The next biggest difference I noticed was with my sister. When I walked into Mr. P's room after school she said: "Oh god" and then immediately tried flipping it down. I didn't let her, then told her that I had it like that all day. She was not impressed. I found it funny. For the next little while she tried flipping it down whenever she got the chance, but I'd just pop it again.
The smaller things included looks from girls in the halls. I'm not sure if they were good or bad looks, but oh well. I'm sure some were one and some the other. Another thing was a guy saying "sorry man" when we bumped each other in the hallway. This I also found that funny.
I didn't have it popped in Greco's class because I didn't feel like lowering his opinion of me. Halloween was enough of that. I even remember what he said when he first saw me.
"Well I guess that's a costume". I'm not sure if he knew that I wasn't serious.

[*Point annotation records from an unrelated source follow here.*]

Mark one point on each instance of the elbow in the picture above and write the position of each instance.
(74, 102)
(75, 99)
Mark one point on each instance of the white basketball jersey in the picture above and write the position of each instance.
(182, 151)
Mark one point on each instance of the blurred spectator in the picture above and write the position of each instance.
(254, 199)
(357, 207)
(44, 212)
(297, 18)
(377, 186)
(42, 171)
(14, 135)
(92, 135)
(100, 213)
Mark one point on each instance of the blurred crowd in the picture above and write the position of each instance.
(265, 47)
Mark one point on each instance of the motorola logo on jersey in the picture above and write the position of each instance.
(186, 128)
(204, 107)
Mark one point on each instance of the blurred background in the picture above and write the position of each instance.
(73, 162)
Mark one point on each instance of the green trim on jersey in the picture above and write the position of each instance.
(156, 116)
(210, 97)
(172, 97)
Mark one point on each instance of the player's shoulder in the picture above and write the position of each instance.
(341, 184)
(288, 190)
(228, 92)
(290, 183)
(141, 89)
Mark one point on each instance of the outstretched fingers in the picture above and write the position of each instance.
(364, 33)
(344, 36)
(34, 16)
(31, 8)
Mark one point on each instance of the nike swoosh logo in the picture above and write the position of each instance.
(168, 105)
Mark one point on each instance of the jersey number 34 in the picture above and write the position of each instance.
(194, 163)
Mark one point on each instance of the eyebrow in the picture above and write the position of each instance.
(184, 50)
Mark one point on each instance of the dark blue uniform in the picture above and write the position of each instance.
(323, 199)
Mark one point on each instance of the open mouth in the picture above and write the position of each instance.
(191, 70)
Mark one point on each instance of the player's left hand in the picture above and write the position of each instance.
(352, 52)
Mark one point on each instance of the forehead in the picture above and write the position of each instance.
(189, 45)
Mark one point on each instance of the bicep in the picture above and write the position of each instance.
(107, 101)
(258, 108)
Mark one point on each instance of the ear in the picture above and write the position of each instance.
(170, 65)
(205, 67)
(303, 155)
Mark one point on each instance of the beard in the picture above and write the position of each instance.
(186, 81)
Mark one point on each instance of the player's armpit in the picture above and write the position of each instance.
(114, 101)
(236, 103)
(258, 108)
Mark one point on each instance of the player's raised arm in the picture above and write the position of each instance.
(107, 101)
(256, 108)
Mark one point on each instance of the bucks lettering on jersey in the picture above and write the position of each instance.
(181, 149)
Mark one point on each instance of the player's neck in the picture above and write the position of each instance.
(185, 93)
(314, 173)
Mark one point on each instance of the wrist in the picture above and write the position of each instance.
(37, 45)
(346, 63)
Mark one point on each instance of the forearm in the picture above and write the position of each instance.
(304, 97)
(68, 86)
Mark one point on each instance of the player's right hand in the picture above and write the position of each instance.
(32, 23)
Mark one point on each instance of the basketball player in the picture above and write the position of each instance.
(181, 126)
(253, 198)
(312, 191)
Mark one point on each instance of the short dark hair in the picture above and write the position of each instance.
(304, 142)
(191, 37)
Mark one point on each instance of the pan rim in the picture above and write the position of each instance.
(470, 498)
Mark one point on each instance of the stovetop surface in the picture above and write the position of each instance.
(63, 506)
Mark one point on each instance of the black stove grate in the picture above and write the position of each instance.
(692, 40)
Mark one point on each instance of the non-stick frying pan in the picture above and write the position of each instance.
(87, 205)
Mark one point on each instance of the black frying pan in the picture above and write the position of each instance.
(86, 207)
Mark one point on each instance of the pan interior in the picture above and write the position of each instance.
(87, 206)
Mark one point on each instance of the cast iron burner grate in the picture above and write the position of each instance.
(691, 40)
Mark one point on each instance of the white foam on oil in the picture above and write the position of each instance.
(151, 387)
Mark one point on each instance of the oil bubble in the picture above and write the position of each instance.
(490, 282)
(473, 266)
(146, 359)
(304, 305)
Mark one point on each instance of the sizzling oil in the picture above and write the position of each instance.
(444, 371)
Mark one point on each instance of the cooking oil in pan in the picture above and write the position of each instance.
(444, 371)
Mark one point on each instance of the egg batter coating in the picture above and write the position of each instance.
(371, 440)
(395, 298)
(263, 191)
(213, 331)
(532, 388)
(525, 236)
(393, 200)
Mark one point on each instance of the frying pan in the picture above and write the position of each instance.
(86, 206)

Diefenbaker was a little different though. Earlier in the day I entertained myself with the idea of corrupting some youth by walking in looking like someone from jersey shore. I imagined coming back to EY to mentor robotics in ten years, and seeing all the students with their collars popped. Of course, there's only so much influence a role model can have on a population, but I'm sure George and Chris would have taken care of the ones I didn't get (I say this with affection).
Overall, today really wasn't all that different than a regular day. It had its perks but I'm sure that it wasn't without its downfalls. Maybe I'll do it again sometime. I think that one of the highlights was reading "Much ado About Nothing" (I recently found a series called "The Complete Works of Shakespeare" in the library), with my collar popped. I wondered what the people who saw me reading it thought.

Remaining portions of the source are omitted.